In my very first education class, Dr. Chapman told us that if we were in education long enough, we would see all the old trends become new again.
I am officially there...and I'm only fifteen years in. I am not sure I completely believed him on that day but as my academic career continued, I began to suspect that he was correct and the longer I taught, the more I began to recognize the approaching signs.
The déjà vu started with the introduction of common assessments a few years ago.
During my first year at my current school, I was introduced to something called QBA or quarterly based assessment. The department developed a bank of multiple choice questions that assessed the curriculum outlined in the district approved skills continuum. An administrator (I think) created a test using this bank--four times per year--and the students were assessed.
A new trend appeared and our test bank was thrown away.
When my young department head, who was still in high school when we were administering quarterly based assessments, extolled the brilliance of these new assessments, I turned to my senior colleague--one of the women who explained it all to me when I was a rookie---and remarked, "QBA?" She nodded and mourned the loss of our old test bank.

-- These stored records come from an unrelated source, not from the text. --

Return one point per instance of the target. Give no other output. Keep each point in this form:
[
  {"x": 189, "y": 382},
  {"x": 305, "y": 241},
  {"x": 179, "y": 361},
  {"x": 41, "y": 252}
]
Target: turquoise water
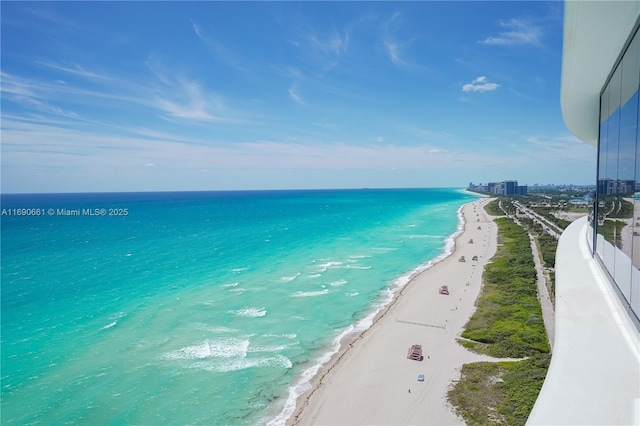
[{"x": 197, "y": 308}]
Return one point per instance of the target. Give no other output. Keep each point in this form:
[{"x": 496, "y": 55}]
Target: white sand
[{"x": 371, "y": 381}]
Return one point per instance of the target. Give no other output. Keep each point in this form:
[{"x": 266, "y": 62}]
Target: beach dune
[{"x": 371, "y": 380}]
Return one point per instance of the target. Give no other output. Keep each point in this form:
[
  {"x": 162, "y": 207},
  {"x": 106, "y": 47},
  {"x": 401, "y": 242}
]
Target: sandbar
[{"x": 371, "y": 381}]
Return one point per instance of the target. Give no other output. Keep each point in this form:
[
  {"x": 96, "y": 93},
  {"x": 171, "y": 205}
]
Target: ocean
[{"x": 194, "y": 308}]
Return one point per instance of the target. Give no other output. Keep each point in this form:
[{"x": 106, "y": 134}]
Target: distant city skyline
[{"x": 169, "y": 96}]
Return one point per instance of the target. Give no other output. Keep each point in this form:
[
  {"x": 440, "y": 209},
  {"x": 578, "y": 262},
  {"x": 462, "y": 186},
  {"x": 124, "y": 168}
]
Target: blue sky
[{"x": 146, "y": 96}]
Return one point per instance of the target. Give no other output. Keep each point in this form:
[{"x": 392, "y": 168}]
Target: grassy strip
[
  {"x": 507, "y": 323},
  {"x": 548, "y": 246},
  {"x": 610, "y": 228},
  {"x": 508, "y": 319},
  {"x": 499, "y": 393}
]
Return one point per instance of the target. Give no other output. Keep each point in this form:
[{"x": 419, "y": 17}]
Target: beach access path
[{"x": 370, "y": 381}]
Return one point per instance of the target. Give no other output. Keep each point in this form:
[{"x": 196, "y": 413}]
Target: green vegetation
[
  {"x": 508, "y": 319},
  {"x": 499, "y": 393},
  {"x": 547, "y": 245},
  {"x": 610, "y": 229},
  {"x": 507, "y": 323}
]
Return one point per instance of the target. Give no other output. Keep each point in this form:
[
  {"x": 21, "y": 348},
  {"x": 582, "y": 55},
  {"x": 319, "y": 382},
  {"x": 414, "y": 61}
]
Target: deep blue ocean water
[{"x": 197, "y": 307}]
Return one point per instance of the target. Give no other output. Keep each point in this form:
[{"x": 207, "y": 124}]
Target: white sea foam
[
  {"x": 286, "y": 336},
  {"x": 221, "y": 348},
  {"x": 358, "y": 256},
  {"x": 310, "y": 293},
  {"x": 322, "y": 267},
  {"x": 244, "y": 363},
  {"x": 303, "y": 383},
  {"x": 289, "y": 279},
  {"x": 109, "y": 325},
  {"x": 250, "y": 312}
]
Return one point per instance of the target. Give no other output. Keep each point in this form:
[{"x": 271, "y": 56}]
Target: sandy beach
[{"x": 371, "y": 381}]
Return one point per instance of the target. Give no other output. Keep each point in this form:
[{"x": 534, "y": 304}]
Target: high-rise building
[{"x": 594, "y": 375}]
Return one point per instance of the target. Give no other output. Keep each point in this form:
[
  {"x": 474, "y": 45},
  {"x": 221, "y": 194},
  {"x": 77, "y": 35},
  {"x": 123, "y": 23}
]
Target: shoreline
[{"x": 320, "y": 384}]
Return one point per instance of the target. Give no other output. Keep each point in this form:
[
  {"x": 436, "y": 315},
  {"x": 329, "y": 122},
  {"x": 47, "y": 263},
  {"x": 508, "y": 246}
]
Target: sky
[{"x": 177, "y": 96}]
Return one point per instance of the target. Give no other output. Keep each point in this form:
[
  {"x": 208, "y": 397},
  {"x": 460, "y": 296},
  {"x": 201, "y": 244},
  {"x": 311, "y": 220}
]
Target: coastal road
[{"x": 548, "y": 315}]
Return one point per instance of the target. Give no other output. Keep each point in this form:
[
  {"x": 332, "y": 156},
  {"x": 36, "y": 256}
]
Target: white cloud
[
  {"x": 294, "y": 95},
  {"x": 480, "y": 84},
  {"x": 334, "y": 45},
  {"x": 517, "y": 32}
]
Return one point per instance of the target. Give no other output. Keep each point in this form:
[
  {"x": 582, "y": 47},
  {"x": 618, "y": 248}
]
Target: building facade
[
  {"x": 594, "y": 374},
  {"x": 617, "y": 209}
]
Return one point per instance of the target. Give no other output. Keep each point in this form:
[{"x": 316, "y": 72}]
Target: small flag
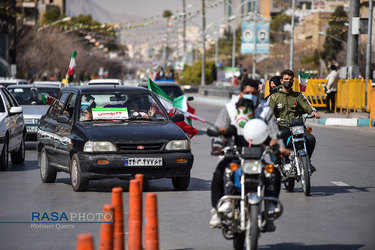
[
  {"x": 303, "y": 78},
  {"x": 72, "y": 64}
]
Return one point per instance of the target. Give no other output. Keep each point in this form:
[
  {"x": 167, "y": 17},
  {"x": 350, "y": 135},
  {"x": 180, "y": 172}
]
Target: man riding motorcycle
[
  {"x": 287, "y": 104},
  {"x": 231, "y": 121}
]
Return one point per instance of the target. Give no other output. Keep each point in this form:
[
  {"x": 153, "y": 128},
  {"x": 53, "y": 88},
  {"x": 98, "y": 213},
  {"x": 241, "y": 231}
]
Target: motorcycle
[
  {"x": 249, "y": 208},
  {"x": 297, "y": 167}
]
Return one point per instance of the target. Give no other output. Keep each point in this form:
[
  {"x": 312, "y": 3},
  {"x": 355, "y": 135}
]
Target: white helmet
[{"x": 255, "y": 131}]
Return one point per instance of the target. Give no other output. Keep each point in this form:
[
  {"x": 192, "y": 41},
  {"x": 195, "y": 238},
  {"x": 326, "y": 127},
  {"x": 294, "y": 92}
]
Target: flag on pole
[
  {"x": 303, "y": 78},
  {"x": 169, "y": 105},
  {"x": 72, "y": 64}
]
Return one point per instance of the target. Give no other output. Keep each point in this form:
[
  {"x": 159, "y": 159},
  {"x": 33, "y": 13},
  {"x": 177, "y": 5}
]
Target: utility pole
[
  {"x": 352, "y": 45},
  {"x": 369, "y": 41},
  {"x": 292, "y": 37},
  {"x": 255, "y": 37},
  {"x": 203, "y": 43},
  {"x": 184, "y": 25}
]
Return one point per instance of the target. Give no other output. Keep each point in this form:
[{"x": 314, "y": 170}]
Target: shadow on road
[
  {"x": 158, "y": 185},
  {"x": 332, "y": 190},
  {"x": 31, "y": 165},
  {"x": 298, "y": 246}
]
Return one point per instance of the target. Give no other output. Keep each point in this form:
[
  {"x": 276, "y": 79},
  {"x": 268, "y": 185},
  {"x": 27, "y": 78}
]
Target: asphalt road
[{"x": 338, "y": 215}]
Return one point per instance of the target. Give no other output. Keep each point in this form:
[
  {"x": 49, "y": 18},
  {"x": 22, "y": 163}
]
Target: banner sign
[{"x": 262, "y": 38}]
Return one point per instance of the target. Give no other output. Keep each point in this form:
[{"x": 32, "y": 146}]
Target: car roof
[
  {"x": 105, "y": 80},
  {"x": 33, "y": 86},
  {"x": 106, "y": 89}
]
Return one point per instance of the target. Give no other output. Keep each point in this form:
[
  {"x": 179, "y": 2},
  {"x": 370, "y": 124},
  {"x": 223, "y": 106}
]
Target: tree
[
  {"x": 51, "y": 15},
  {"x": 336, "y": 29}
]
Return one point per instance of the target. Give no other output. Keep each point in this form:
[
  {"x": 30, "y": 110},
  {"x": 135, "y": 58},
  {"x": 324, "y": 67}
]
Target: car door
[
  {"x": 64, "y": 129},
  {"x": 48, "y": 128},
  {"x": 15, "y": 122}
]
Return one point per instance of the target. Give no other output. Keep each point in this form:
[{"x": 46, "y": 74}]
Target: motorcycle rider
[
  {"x": 287, "y": 104},
  {"x": 230, "y": 122}
]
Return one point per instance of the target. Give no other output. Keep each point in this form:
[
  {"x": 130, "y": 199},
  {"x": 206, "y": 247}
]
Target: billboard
[{"x": 262, "y": 38}]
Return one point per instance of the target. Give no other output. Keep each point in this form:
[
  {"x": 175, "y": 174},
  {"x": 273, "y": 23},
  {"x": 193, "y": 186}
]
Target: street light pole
[
  {"x": 203, "y": 44},
  {"x": 292, "y": 37}
]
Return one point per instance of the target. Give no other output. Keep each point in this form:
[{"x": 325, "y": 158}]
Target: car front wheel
[
  {"x": 78, "y": 182},
  {"x": 4, "y": 157},
  {"x": 47, "y": 172},
  {"x": 181, "y": 183},
  {"x": 18, "y": 157}
]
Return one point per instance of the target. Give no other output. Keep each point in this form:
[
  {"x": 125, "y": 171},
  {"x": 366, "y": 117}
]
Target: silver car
[
  {"x": 12, "y": 130},
  {"x": 30, "y": 97}
]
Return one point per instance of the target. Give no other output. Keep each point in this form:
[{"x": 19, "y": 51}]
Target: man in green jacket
[{"x": 287, "y": 104}]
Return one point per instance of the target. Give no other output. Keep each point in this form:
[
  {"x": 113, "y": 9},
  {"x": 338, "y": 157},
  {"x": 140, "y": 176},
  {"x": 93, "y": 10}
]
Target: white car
[
  {"x": 12, "y": 130},
  {"x": 105, "y": 82}
]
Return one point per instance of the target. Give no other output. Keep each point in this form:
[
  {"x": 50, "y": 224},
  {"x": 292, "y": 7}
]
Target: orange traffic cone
[
  {"x": 85, "y": 242},
  {"x": 118, "y": 240},
  {"x": 139, "y": 177},
  {"x": 135, "y": 216},
  {"x": 106, "y": 228},
  {"x": 151, "y": 227}
]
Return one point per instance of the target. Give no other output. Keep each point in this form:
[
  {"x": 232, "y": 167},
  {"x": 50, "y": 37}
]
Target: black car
[{"x": 97, "y": 132}]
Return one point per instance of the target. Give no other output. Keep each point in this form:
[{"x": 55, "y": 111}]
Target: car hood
[
  {"x": 132, "y": 131},
  {"x": 34, "y": 110}
]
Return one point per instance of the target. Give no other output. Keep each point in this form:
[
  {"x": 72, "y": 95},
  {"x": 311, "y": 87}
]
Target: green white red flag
[
  {"x": 72, "y": 65},
  {"x": 303, "y": 78}
]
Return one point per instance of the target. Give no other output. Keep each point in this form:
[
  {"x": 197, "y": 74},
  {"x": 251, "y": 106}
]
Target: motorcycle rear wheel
[
  {"x": 252, "y": 230},
  {"x": 289, "y": 185},
  {"x": 305, "y": 175}
]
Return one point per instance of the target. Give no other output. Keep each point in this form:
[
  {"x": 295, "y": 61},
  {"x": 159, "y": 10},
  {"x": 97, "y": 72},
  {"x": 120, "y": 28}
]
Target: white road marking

Today cemented Dr. Chapman's claim. I spent the day in meetings. First was an all day departmental "retreat" in which we completely re-designed the English I curriculum map...again. The exciting new innovation was the exact same unit design that I used at the beginning of my career---the one that I used until very recently, the one that I surrendered reluctantly. My notes from this meeting are...."go back to what you used to do; go back to what worked."
I believe that's going to be my takeaway.